If you're a novice user this is the mode you should use (see the [[bootcat:tutorials:basic_1|tutorial]] for more info on how to build a corpus).
===== Custom tuples (advanced) =====
In this mode you skip the seed selection step and directly provide a list of tuples: a window will open and you'll be able to type in the tuples.
Remember that each line will become a single query to the search engine, therefore phrases should be enclosed in quotes.
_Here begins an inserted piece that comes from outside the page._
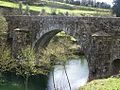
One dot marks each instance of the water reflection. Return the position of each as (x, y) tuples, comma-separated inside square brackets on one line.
[(77, 71)]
You tuples should look like this:
dog Fido "food hygiene"
leash Fido dog
breeds "food hygiene" leash
pet leash Fido
...
After providing the tuples you will proceed normally: you'll collect URLs and then build the corpus.
===== Custom URLs (advanced) =====
In this mode you'll skip directly to the final step, the one where the corpus is built using a list of Internet addresses (or URLs).
You'll be asked to provide a text file containing one **valid** URL per line, i.e. each line must begin with ''http:%%//%%'' or ''https:%%//%%''.
You'll have to edit the list separately using a text editor (like [[https://notepad-plus-plus.org/|Notepad++]] for Windows or TextEdit for Mac) and save it in ''txt'' format.
The text file should look like this:
http://foo.com/bar.htm
https://example.com/report.pdf
https://bar.com/foo.php
http://some.site.com/index.html
http://random.docs.org/thesis.docx
NB: up to version 1.21, BootCaT does not accept URLs lists encoded as "UTF8 **with BOM**", please make sure your URL list is saved as "UTF8" (**without BOM**), the issue will be solved in future versions of BootCaT.
===== Local files (advanced) =====
Using this mode BootCaT will process all files contained in a folder on your computer. Files will be cleaned and the corpus files will be created.
Most common file formats are supported, including ''html'', ''pdf'' and ''doc'' files.
===== Local queries (advanced) =====
Using this mode, you can query Google normally using a web browser and save the result pages to a folder. Then you can tell BootCaT where this folder is and it will extract the URLs from the queries you saved.